Based on recent comments this feels like a discussion we should have. So…topic, basically.
I’m not looking to be chief noisemaker on this, but I stand by what I wrote in !privacy and what’s in my post history.
https://lemmy.ml/post/48724623/26190950
Let’s have at; do we want a [AI] and [NOT AI] tag. Why or why not?
It feels like there’s been an increasing flood of AI slop projects, with varying degrees of monetization / donations. I think it’ll become a huge problem if we don’t have at a minimum very strict rules around AI generated slop projects. I think a mandatory tag with penalty of removal is a good bottom floor, in addition to the recent community participation activity % requirements for promoting monetized projects, which covers a good chunk of AI projects.
Then hopefully soon we can figure out as a community what to do to control the remaining volume of non-strongly-monetized AI slop projects if those are still too widespread, but having it labeled is absolutely needed transparency, and that’ll still be difficult because lots of people seem to lie about not using AI.
I think we should have an AI tag, and “not AI” should be the default (otherwise we add “non-” versions of every tag and post titles are a list of what something isn’t instead of what it is).

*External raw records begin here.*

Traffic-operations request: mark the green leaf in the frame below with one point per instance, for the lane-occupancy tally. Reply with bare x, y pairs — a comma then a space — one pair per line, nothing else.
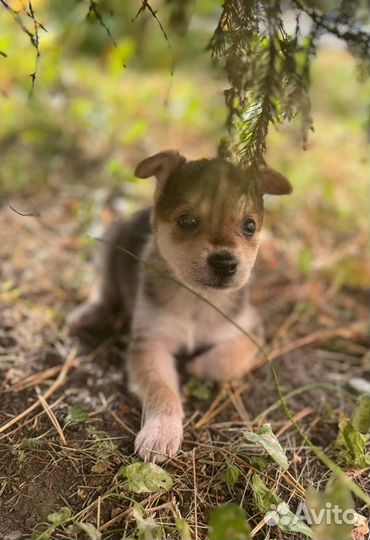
147, 527
326, 526
58, 518
230, 475
276, 511
198, 389
361, 415
183, 529
229, 522
266, 438
261, 463
352, 444
76, 415
145, 478
91, 531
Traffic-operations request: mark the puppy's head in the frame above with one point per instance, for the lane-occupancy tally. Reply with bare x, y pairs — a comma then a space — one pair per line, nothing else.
207, 216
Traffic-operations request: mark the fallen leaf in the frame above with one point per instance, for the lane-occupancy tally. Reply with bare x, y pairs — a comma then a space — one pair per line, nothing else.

Imo, a lot of the tools here have a high security requirement. Either because they handle personal/private information and/or are exposed to the public internet. AI use is a red flag to me that the developer hasn’t properly considered all the security implications of their product.

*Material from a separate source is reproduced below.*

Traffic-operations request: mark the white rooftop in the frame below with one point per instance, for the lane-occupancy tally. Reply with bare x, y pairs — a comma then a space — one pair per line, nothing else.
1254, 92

Yes, it should. Just make it [slop] vs. no tag. Actual content shouldn’t define itself by the abscence of shit.
What I am curious about is why this should be a negative for anyone, devs who want to use AI get an easy way to filter out the people who will kick back against it, the people who will kick back against it get a quieter existence, Lemmy should be happy.
I keep seeing how having to categorise will provide a perverse incentive to not disclose and I guess I don’t understand why that would be the case.
It’s not like they are tricking people into buying these free programs, it’s not like they are soliciting contributions from other devs (they have an AI for that), and its not like there is some sort of score being kept (besides earning some sort of credibility on Github as a pro-AI developer through that star thing I guess).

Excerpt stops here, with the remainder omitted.